Blinded worship can come from more than just a lack of proper planning, or being blind to what is going on around them, it can also be a result of the leader being blind to his or her weaknesses. All of us must have quality personal time with God on a daily basis, but as leaders in worship we must constantly be trying to improve our technical skills as musicians, as well as our communication skills with others and in front of the congregation. A “blinded” worship leader is one who is blind to the need to keep growing in musical skills, and blind to learning how best to communicate effectively and concisely, so that the congregation doesn’t feel like they have stood through two or three mini-sermons before the pastor stands to speak. “Setting up” or introducing a song can quickly turn into something that sounds like a frustrated preacher wanting to get his opportunity to speak, rather than a preparation for the message of the song. I share with worship leaders “to look in the program and see if your name is down to preach the sermon, if it’s not there, then don’t.” A blinded leader is also one who refuses to admit personal issues. Many times this stems from a leader who is insecure on the inside, but outwardly portrays an attitude that they know how to handle everything. Unfortunately, this attitude prevents the person from being open to getting help they so desperately need.
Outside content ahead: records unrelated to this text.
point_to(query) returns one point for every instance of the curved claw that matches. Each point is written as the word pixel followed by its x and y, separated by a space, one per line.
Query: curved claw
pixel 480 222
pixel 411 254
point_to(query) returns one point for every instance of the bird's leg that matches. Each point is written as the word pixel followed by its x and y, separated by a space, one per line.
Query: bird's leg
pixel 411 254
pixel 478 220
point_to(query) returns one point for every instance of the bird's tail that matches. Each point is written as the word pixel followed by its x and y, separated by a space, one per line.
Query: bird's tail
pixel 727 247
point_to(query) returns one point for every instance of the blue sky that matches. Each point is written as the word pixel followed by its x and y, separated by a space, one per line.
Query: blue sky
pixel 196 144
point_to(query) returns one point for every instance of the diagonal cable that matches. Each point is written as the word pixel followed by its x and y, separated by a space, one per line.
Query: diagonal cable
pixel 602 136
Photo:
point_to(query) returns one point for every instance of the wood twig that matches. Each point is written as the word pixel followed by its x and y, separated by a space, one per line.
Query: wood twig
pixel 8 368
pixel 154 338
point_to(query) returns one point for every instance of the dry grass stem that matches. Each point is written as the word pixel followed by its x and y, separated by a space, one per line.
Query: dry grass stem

One of the best solutions for these kinds of “blindness” is a spirit of honesty, humility and transparency as well as a trusted friend with whom you can confide, pray, and receive the feedback that is needed. I praise God for many pastors and friends God has sent my way through the years as well as a loving wife and children who helped so me some of my “blindness.” I pray that God will provide for this need for those that might be struggling with this now.